The Recent U.S. Department of Justice Investigation into Credit Rating Agency Transgressions: A Ceremonial Conclusion to a Destructive Period
This post is different to the other
posts of the Financial Regulation Matters Blog, as it represents a preview of
an article that has been accepted for publication. Therefore, the following
post will be, at most, merely illustrative. The article is concerned with
concluding an analysis of the U.S. Department of Justice’s (DoJ) investigation
into the actions of Standard & Poor’s and Moody’s, the two largest credit
rating agencies. In February 2015 the DoJ agreed a settlement package with
S&P for a record $1.375 billion, with S&P settling with private
institutions on the same day (like CalPERS for £135 million); the analysis on
that can be found here (a
pre-published version of an article in print). However, the scale of the
investigation meant that the two massive agencies were to be investigated
separately, and upon settling with S&P the DoJ immediately switched its
sights to Moody’s. This new article, which can be found here in
pre-published form, therefore looks at the conclusion of the DoJ’s
investigation and asks whether it is enough, or even appropriate at all.
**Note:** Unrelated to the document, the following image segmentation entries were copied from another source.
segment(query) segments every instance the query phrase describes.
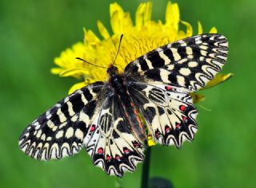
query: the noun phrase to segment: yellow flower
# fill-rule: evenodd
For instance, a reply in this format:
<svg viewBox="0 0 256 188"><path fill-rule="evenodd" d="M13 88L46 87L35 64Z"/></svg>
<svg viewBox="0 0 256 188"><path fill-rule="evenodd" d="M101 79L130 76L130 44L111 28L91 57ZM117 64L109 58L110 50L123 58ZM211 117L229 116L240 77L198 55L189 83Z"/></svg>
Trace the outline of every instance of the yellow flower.
<svg viewBox="0 0 256 188"><path fill-rule="evenodd" d="M54 63L58 67L53 68L51 72L61 76L74 76L83 80L82 82L71 87L69 91L69 93L71 93L90 83L107 80L108 76L106 69L101 69L75 58L80 57L92 64L108 67L115 57L122 34L123 39L115 63L115 66L121 72L130 62L149 51L192 36L191 25L180 20L177 3L168 2L165 22L152 20L151 11L151 2L141 3L137 9L134 22L129 12L125 12L116 2L110 4L110 24L113 34L110 34L104 25L98 21L97 25L102 38L96 36L92 30L84 29L84 41L74 45L70 49L62 52L60 57L56 57ZM186 26L185 31L179 29L180 24ZM198 22L197 33L200 34L202 32L202 25ZM213 27L210 33L217 33L216 28ZM211 83L211 86L230 76L219 76L218 80ZM204 99L202 95L193 93L191 96L194 102ZM149 145L154 145L150 136L149 136Z"/></svg>
<svg viewBox="0 0 256 188"><path fill-rule="evenodd" d="M120 71L138 57L167 43L192 36L193 29L188 22L180 21L177 3L168 2L166 21L155 22L151 19L152 2L139 5L136 11L135 23L130 13L125 12L118 3L110 4L110 23L113 34L98 21L98 28L102 39L90 29L84 29L84 42L78 42L56 57L54 63L58 68L53 68L51 72L61 76L82 78L83 81L74 84L69 93L86 84L106 80L105 69L84 63L76 57L81 57L94 65L107 67L114 61L121 34L123 39L115 65ZM179 24L186 27L186 31L179 29ZM198 22L198 33L202 33ZM214 27L210 33L217 33Z"/></svg>

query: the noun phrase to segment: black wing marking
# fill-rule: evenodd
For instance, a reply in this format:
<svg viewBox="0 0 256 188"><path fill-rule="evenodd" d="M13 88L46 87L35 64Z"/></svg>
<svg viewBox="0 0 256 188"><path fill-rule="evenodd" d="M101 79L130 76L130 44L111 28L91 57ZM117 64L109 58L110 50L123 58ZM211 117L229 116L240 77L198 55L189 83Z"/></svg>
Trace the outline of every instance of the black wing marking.
<svg viewBox="0 0 256 188"><path fill-rule="evenodd" d="M197 91L211 80L226 63L226 38L220 34L202 34L153 50L129 64L127 81L165 83L184 91Z"/></svg>
<svg viewBox="0 0 256 188"><path fill-rule="evenodd" d="M126 100L129 100L126 98ZM109 93L92 122L94 127L86 138L86 151L94 165L110 175L122 177L125 171L134 171L144 159L146 146L133 128L134 114L127 114L124 101L116 93Z"/></svg>
<svg viewBox="0 0 256 188"><path fill-rule="evenodd" d="M102 88L102 82L90 84L41 115L20 136L22 151L42 160L78 153L82 147Z"/></svg>
<svg viewBox="0 0 256 188"><path fill-rule="evenodd" d="M138 82L128 90L156 143L179 147L194 139L198 112L189 94L174 86Z"/></svg>

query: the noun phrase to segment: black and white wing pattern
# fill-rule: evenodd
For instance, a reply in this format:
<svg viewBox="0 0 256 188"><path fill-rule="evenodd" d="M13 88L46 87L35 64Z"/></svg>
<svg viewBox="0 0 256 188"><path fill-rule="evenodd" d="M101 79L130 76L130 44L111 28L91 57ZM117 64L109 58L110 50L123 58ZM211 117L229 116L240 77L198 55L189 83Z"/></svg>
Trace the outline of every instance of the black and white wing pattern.
<svg viewBox="0 0 256 188"><path fill-rule="evenodd" d="M110 175L134 171L144 159L146 134L128 96L94 83L57 103L25 129L20 148L41 160L73 155L84 147Z"/></svg>
<svg viewBox="0 0 256 188"><path fill-rule="evenodd" d="M155 142L192 140L198 114L189 92L204 88L226 63L226 38L198 35L159 47L129 64L125 80Z"/></svg>
<svg viewBox="0 0 256 188"><path fill-rule="evenodd" d="M144 159L148 135L178 147L194 139L197 110L189 93L222 69L227 45L222 35L202 34L159 47L123 74L110 74L109 82L89 84L57 103L25 129L19 147L42 160L84 147L109 174L134 171Z"/></svg>
<svg viewBox="0 0 256 188"><path fill-rule="evenodd" d="M146 135L136 108L130 98L109 93L97 112L85 147L94 165L110 175L122 177L125 171L134 171L144 160Z"/></svg>
<svg viewBox="0 0 256 188"><path fill-rule="evenodd" d="M20 148L41 160L78 153L90 127L103 82L77 90L41 115L19 138Z"/></svg>

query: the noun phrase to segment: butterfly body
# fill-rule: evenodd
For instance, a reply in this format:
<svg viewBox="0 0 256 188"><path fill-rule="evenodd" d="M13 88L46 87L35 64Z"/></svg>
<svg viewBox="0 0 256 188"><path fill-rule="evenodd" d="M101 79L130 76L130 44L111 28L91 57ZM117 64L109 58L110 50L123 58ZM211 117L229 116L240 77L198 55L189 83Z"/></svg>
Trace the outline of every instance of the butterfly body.
<svg viewBox="0 0 256 188"><path fill-rule="evenodd" d="M42 160L85 148L94 165L111 175L134 171L144 160L147 136L180 147L197 131L190 92L221 71L228 52L220 34L202 34L159 47L134 60L122 73L110 65L109 80L75 91L38 116L19 139Z"/></svg>

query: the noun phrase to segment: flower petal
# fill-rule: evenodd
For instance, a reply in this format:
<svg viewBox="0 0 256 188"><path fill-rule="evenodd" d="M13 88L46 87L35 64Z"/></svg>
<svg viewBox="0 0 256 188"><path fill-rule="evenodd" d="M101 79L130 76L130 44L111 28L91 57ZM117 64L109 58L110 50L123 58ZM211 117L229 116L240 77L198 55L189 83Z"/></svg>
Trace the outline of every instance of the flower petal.
<svg viewBox="0 0 256 188"><path fill-rule="evenodd" d="M136 28L139 30L141 29L142 26L143 25L143 13L146 7L146 3L141 3L137 10L135 14L135 24Z"/></svg>
<svg viewBox="0 0 256 188"><path fill-rule="evenodd" d="M179 9L177 3L172 4L168 2L166 12L166 25L171 25L174 29L178 30L179 22Z"/></svg>
<svg viewBox="0 0 256 188"><path fill-rule="evenodd" d="M76 75L86 75L90 74L88 70L83 69L66 69L59 73L60 76L66 77L66 76L71 76Z"/></svg>
<svg viewBox="0 0 256 188"><path fill-rule="evenodd" d="M107 29L106 29L106 27L104 26L102 22L98 20L97 22L97 25L98 25L98 31L104 39L107 39L110 37L109 32L107 31Z"/></svg>
<svg viewBox="0 0 256 188"><path fill-rule="evenodd" d="M70 89L69 91L69 95L70 95L71 93L73 93L74 91L79 89L79 88L82 88L85 86L86 86L88 84L88 83L86 83L86 82L79 82L78 84L74 84L71 88Z"/></svg>
<svg viewBox="0 0 256 188"><path fill-rule="evenodd" d="M85 41L91 45L95 45L101 41L92 30L85 30Z"/></svg>

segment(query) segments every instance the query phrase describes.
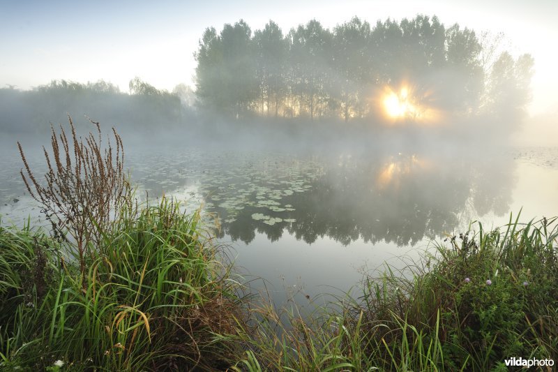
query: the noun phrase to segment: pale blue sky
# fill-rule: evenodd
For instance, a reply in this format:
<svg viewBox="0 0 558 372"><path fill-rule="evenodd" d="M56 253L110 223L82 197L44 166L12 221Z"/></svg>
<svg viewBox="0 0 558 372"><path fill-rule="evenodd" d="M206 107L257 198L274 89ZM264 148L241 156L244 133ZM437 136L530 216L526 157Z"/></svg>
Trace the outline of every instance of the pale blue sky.
<svg viewBox="0 0 558 372"><path fill-rule="evenodd" d="M0 86L52 79L104 79L126 90L135 75L160 89L192 85L193 54L204 29L244 19L252 31L270 19L284 32L315 18L329 28L354 15L375 23L437 15L477 31L503 31L513 53L529 52L536 75L531 112L558 106L555 50L558 1L0 1Z"/></svg>

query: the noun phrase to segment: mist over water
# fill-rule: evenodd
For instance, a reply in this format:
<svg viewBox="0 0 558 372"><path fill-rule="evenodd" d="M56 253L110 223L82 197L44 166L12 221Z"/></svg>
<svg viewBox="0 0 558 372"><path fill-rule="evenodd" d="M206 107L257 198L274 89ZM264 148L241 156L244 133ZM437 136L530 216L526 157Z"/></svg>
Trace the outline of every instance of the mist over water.
<svg viewBox="0 0 558 372"><path fill-rule="evenodd" d="M50 124L69 114L84 136L91 118L123 137L138 195L201 206L247 272L277 290L347 290L473 221L558 211L556 147L513 142L532 59L490 47L424 16L285 34L239 22L203 34L195 92L139 78L126 93L103 81L1 89L2 223L44 224L16 142L40 174Z"/></svg>

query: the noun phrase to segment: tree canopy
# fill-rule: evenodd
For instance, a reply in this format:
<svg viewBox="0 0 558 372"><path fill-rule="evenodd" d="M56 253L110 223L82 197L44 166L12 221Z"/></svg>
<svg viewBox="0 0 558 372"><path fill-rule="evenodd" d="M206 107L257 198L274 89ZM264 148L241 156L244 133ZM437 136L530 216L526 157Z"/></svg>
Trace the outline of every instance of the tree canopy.
<svg viewBox="0 0 558 372"><path fill-rule="evenodd" d="M287 34L271 20L252 33L241 20L205 30L195 54L196 94L202 105L236 118L375 117L378 92L403 84L453 113L525 107L532 58L504 52L488 67L481 41L423 15L373 27L355 17L333 30L311 20Z"/></svg>

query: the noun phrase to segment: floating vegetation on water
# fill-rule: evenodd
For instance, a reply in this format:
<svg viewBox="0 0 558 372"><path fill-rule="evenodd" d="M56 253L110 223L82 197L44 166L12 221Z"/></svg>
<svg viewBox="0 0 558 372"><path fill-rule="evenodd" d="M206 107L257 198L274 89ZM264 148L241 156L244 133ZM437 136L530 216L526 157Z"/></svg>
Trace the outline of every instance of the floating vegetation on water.
<svg viewBox="0 0 558 372"><path fill-rule="evenodd" d="M271 217L269 216L266 216L264 214L262 214L261 213L255 213L252 215L252 219L256 221L266 220L270 218Z"/></svg>
<svg viewBox="0 0 558 372"><path fill-rule="evenodd" d="M278 223L280 222L282 222L282 218L279 218L277 217L271 217L270 218L266 219L266 221L263 221L264 223L267 223L270 226L273 226L276 223Z"/></svg>

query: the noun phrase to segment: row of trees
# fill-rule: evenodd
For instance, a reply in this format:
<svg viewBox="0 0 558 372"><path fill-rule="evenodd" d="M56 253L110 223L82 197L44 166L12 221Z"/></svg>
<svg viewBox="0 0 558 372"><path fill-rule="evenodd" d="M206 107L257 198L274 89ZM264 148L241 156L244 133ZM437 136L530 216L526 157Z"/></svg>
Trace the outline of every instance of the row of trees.
<svg viewBox="0 0 558 372"><path fill-rule="evenodd" d="M286 35L270 21L205 30L195 57L199 103L227 115L310 119L373 116L385 87L409 84L418 100L460 112L528 101L533 60L495 54L467 28L417 15L372 27L354 17L332 31L312 20Z"/></svg>
<svg viewBox="0 0 558 372"><path fill-rule="evenodd" d="M169 92L135 77L128 88L122 92L104 80L82 84L62 80L29 91L0 89L0 131L47 131L50 122L66 121L68 112L135 128L176 126L191 114L193 92L184 84ZM77 120L78 125L81 121Z"/></svg>

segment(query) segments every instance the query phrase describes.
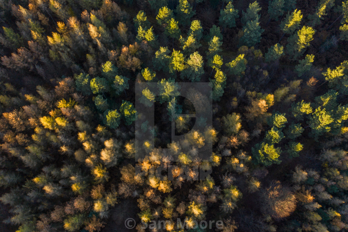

Initially it is worth noting that
the settlement between Moody’s and the DoJ was always going to be much lower
than the settlement between S&P and the DoJ, simply because of Moody’s’
policies to destroy
information more regularly than S&P. One of the key facets of the
post-Crisis ability to pursue legal action against the agencies is the Dodd-Frank
requirement to prove that an agency ‘knowingly or recklessly failed… to conduct
a reasonable investigation..’ – it was easier to prove this with the increased
paper trail at S&P. So, on January 13th 2017, the DoJ announced
that it had agreed
a settlement package with Moody’s for nearly $864 million on behalf of itself
and a number of States. Additionally, the rating agency had, quite remarkably,
admitted to a number of transgressions – a practice which is hardly believable
when one knows the history of these secretive and illusive organisations.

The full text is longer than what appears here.